Cakupan ARV Rendah, Kemenkes Didesak Audit Program HIV
Cakupan pengobatan ARV untuk AIDS di Indonesia baru 17 persen. Angka tersebut menjadi yang terburuk di Asia Pasifik, bahkan dunia.
"Hanya 140.000 orang dengan HIV dalam pengobatan ARV. Artinya, ada 500.000 lainnya belum ada dalam pengobatan, bahkan masih belum mengetahui dirinya terinfeksi HIV," ujar Direktur Eksekutif Indonesia AIDS Coalition (IAC) Aditya Wardhana, dalam rilisnya, Minggu 15 September 2019.

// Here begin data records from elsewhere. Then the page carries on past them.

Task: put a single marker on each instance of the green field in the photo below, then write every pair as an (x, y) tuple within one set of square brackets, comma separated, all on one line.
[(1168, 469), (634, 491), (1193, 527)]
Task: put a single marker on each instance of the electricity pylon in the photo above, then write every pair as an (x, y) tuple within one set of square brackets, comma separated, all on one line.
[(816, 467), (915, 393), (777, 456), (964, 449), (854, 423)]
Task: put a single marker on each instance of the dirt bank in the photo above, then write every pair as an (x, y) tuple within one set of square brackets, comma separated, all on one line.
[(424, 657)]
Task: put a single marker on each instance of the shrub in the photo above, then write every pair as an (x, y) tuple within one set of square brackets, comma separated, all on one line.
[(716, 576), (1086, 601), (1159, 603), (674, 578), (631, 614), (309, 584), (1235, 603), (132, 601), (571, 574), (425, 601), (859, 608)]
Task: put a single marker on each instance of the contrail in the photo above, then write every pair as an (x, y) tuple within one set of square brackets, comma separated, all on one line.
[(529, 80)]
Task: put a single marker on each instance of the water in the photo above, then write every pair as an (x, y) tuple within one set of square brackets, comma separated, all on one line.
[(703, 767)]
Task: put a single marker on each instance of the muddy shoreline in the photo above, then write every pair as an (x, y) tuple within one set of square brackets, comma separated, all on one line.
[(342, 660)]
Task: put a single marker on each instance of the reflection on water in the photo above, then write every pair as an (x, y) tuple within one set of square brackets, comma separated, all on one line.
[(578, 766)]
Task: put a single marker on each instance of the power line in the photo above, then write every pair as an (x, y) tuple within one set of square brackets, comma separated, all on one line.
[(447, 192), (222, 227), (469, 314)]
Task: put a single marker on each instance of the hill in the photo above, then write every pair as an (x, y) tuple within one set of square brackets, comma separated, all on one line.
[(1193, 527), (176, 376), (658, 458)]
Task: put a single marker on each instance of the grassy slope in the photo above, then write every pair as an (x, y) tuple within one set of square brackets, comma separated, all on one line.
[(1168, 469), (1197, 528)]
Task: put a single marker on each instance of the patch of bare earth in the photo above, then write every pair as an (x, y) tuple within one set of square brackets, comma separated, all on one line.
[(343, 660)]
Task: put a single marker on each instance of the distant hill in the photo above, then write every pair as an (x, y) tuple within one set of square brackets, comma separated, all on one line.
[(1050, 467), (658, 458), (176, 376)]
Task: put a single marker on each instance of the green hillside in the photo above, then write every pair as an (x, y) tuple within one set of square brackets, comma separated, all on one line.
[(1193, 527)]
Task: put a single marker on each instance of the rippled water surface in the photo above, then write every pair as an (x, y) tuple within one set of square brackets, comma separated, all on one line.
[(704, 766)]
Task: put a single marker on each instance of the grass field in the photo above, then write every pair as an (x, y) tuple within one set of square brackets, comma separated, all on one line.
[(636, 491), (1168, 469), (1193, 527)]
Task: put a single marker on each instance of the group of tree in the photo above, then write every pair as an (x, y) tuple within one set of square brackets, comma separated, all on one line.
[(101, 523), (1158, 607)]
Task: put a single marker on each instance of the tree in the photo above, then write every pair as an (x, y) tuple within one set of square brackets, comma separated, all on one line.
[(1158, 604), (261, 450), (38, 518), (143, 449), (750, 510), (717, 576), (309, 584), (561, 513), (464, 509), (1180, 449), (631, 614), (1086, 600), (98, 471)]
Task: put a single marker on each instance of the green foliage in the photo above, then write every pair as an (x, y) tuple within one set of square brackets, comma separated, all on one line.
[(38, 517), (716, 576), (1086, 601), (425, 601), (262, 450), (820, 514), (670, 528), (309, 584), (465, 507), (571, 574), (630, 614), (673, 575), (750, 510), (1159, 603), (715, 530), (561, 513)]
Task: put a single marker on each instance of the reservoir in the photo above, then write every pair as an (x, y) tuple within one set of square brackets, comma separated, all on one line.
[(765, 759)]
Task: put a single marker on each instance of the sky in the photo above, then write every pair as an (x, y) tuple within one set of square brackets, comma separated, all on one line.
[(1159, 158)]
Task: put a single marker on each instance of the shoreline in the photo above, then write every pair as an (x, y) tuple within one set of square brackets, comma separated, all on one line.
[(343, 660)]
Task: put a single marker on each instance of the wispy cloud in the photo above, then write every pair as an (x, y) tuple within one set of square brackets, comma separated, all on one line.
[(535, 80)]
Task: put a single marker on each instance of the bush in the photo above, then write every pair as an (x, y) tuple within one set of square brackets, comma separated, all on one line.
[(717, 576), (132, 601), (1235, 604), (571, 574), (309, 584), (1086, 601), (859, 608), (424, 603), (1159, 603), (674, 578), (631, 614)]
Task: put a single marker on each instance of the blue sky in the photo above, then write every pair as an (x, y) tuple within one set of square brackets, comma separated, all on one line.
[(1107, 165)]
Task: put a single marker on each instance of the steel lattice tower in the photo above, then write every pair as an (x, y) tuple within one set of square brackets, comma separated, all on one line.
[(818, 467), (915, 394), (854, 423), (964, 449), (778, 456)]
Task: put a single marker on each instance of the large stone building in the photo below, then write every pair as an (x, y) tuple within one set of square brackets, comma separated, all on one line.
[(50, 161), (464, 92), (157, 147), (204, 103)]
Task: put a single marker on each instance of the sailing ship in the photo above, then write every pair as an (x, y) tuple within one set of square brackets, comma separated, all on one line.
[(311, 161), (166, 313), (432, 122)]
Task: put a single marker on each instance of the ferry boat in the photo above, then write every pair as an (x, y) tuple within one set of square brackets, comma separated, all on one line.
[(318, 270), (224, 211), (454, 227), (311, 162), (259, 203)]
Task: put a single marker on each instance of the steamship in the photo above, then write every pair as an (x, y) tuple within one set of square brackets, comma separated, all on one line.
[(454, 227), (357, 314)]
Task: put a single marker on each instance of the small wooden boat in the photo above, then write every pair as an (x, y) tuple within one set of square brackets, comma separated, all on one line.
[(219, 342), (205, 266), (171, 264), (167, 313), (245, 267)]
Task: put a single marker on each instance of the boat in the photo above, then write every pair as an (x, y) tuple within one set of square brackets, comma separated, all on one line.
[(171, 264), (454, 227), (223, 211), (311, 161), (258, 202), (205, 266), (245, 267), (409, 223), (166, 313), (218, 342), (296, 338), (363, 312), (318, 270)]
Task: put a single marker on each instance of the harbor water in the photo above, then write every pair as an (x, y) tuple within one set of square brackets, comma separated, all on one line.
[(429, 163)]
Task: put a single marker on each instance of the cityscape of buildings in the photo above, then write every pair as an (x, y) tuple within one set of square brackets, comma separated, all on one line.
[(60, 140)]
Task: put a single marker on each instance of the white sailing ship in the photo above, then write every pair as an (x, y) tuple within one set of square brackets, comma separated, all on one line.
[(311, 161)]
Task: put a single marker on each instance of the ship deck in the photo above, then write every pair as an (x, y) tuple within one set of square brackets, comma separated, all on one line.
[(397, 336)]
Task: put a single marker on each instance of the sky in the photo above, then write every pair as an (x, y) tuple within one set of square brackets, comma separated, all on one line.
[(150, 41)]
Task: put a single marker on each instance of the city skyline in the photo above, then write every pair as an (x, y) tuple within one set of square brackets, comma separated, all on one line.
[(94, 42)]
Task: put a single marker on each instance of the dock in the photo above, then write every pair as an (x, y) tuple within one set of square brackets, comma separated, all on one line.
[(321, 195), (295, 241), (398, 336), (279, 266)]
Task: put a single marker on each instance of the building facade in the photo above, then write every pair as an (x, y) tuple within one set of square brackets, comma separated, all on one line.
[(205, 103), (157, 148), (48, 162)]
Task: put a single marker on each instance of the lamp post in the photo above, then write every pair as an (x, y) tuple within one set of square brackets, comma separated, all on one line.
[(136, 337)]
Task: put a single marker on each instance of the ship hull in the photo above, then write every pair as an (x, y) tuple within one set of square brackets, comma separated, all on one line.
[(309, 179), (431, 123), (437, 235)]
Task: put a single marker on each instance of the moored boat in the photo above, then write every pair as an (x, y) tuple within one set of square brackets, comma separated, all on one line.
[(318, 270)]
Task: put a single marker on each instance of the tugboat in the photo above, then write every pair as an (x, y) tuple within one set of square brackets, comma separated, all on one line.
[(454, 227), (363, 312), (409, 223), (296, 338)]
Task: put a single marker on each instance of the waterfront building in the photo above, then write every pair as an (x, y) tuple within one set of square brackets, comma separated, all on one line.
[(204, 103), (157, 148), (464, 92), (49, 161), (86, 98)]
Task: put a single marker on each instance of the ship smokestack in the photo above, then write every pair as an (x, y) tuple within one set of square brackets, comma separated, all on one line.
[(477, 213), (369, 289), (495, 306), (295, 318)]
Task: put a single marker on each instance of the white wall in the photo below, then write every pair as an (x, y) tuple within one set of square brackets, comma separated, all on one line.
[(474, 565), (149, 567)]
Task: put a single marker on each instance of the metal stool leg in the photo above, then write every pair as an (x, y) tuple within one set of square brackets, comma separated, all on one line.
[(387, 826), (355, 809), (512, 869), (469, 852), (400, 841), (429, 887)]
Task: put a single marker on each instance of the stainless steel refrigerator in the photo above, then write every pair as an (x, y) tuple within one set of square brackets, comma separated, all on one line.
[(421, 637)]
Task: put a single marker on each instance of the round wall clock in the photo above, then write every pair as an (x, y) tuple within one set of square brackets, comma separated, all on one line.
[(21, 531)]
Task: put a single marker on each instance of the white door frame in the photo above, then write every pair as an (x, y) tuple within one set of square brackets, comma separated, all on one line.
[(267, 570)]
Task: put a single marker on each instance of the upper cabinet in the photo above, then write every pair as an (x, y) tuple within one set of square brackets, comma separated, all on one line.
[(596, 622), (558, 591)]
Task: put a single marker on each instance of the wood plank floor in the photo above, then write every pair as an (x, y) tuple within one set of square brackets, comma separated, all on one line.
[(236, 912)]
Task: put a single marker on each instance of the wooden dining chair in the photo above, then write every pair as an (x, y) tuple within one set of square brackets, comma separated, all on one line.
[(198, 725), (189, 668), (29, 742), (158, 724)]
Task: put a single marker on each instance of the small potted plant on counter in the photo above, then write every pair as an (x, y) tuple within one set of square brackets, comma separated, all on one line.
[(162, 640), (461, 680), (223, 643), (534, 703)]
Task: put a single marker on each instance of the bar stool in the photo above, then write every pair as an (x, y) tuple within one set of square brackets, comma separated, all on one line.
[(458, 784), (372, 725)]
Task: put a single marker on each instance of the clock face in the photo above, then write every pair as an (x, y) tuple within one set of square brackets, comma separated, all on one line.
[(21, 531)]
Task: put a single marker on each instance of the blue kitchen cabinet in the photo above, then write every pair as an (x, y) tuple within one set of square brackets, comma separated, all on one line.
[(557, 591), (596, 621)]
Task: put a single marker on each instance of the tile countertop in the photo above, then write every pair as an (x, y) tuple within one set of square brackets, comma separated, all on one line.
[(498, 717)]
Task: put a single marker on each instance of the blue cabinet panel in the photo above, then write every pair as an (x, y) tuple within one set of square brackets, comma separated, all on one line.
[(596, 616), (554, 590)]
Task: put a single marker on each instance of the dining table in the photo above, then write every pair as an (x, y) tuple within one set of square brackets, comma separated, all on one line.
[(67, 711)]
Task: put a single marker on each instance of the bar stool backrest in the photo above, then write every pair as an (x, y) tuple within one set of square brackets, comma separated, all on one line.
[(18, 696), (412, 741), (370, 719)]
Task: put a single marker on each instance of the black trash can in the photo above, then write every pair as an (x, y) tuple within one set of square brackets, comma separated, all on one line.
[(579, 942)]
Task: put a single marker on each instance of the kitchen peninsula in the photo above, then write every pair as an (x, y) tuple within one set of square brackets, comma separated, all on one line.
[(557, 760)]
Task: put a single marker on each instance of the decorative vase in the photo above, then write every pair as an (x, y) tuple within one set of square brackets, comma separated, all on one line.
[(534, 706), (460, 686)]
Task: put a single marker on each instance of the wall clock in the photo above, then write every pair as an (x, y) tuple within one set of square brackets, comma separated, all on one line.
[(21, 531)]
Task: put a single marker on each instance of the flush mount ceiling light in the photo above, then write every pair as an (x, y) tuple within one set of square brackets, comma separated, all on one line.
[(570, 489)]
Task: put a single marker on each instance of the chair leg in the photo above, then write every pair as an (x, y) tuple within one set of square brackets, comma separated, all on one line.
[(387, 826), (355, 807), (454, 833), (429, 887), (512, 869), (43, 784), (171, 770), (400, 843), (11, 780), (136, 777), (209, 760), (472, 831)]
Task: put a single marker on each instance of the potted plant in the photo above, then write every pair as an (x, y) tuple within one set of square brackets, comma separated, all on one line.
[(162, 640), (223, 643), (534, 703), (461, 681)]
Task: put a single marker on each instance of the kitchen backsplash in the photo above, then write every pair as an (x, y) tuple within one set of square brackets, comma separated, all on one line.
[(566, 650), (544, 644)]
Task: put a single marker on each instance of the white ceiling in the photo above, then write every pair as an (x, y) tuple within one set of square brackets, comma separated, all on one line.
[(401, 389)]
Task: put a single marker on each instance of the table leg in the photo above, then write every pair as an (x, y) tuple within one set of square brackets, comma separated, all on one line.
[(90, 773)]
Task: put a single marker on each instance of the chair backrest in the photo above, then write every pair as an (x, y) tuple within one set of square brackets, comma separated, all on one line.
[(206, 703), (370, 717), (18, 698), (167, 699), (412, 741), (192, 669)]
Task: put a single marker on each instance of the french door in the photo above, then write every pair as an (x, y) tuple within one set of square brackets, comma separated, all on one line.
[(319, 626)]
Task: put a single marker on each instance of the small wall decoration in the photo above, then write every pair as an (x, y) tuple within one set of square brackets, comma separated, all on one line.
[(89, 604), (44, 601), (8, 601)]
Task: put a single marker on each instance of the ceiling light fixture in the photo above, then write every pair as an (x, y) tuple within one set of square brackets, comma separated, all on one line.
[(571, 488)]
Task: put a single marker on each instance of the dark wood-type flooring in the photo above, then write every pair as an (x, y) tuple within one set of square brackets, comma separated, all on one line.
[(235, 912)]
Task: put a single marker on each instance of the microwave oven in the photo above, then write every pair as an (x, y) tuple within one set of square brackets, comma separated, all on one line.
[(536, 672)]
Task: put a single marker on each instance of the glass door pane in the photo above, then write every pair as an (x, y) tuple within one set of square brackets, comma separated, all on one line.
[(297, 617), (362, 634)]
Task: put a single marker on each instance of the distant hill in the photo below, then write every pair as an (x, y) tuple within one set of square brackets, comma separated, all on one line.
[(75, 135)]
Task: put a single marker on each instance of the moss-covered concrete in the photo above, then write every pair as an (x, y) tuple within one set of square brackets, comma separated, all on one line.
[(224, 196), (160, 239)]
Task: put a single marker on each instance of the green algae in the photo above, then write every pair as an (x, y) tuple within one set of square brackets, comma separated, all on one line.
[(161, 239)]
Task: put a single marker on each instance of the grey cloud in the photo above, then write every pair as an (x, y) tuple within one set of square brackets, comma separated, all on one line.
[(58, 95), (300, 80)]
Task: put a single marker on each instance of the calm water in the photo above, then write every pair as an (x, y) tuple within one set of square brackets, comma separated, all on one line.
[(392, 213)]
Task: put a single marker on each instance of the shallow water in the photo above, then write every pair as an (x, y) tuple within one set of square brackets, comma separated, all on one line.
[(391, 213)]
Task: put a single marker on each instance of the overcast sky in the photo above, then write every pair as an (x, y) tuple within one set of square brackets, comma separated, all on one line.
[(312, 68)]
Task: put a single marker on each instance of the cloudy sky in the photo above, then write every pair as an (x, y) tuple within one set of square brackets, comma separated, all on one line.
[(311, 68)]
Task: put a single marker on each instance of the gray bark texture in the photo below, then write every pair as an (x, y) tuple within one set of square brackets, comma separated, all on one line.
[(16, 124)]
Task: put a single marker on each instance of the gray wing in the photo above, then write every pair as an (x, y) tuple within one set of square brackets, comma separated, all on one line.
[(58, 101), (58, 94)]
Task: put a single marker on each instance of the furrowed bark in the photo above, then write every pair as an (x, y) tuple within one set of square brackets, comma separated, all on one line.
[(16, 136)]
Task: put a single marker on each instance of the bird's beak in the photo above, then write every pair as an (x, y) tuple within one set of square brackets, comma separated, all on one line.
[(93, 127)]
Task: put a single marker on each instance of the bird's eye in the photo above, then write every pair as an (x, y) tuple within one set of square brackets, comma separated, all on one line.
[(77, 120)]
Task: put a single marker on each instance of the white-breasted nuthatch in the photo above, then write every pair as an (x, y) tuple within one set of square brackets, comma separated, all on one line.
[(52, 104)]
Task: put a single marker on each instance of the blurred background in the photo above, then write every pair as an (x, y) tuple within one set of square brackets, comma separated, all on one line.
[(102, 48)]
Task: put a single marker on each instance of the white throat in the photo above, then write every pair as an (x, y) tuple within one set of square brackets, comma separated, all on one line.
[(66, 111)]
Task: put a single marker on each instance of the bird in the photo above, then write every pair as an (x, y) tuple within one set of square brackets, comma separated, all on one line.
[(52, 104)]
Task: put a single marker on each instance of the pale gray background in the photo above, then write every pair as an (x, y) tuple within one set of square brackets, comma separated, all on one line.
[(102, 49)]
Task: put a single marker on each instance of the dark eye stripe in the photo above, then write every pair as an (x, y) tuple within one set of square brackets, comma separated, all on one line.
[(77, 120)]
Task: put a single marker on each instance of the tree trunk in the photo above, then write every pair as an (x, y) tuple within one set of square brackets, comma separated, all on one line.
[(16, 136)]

Capaian buruk ini, kata Aditya, dipengaruhi banyak faktor. Seperti kurangnya political will dari pemerintah dan layanan untuk memberlakukan test and treat. Kemudian, keterlambatan dalam mengadopsi pembelajaran terbaik dari negara lain yang nyata-nyata mendukung program AIDS.
Lalu, tingginya stigma dan diskriminasi kepada kelompok terdampak AIDS seperti orang dengan HIV, pekerja seks, LGBT, pengguna narkotika, perempuan dan anak, hingga mahalnya obat ARV yang dibeli pemerintah Indonesia dari industri farmasi BUMN.
Untuk itu, kata Aditya, Indonesia AIDS Coalition (IAC), sebuah organisasi kelompok aktivis kesehatan menyerukan agar Menkes segera melakukan audit menyeluruh terhadap program penanggulangan AIDS, termasuk pelaksananya.
"Dengan hanya 17 persen cakupan obat ARV, tidak heran jika angka kematian akibat AIDS berdasarkan permodelan akan terus meningkat sampai dengan 2020 nanti," katanya.
Aditya menuturkan, UNAIDS sebagai badan PBB yang bertanggung jawab untuk program AIDS, membuat permodelan di mana diestimasikan kematian akibat AIDS akan meningkat dari 45.000 pada 2018 menjadi 48.000 di tahun 2020. "Angka ini akan terus meningkat seiring dengan rendahnya cakupan ARV pada ODHA," kata dia.
IAC menilai, dengan cakupan ARV yang rendah, potensi penularan akan menjadi tinggi karena obat ARV selama ini diyakini secara ilmiah mampu mencegah penularan HIV baru. Masih banyak prosedur yang dijalankan oleh layanan kesehatan sebelum memberikan obat ARV kepada ODHA, diyakini turut memicu rendahnya cakupan pengobatan ARV.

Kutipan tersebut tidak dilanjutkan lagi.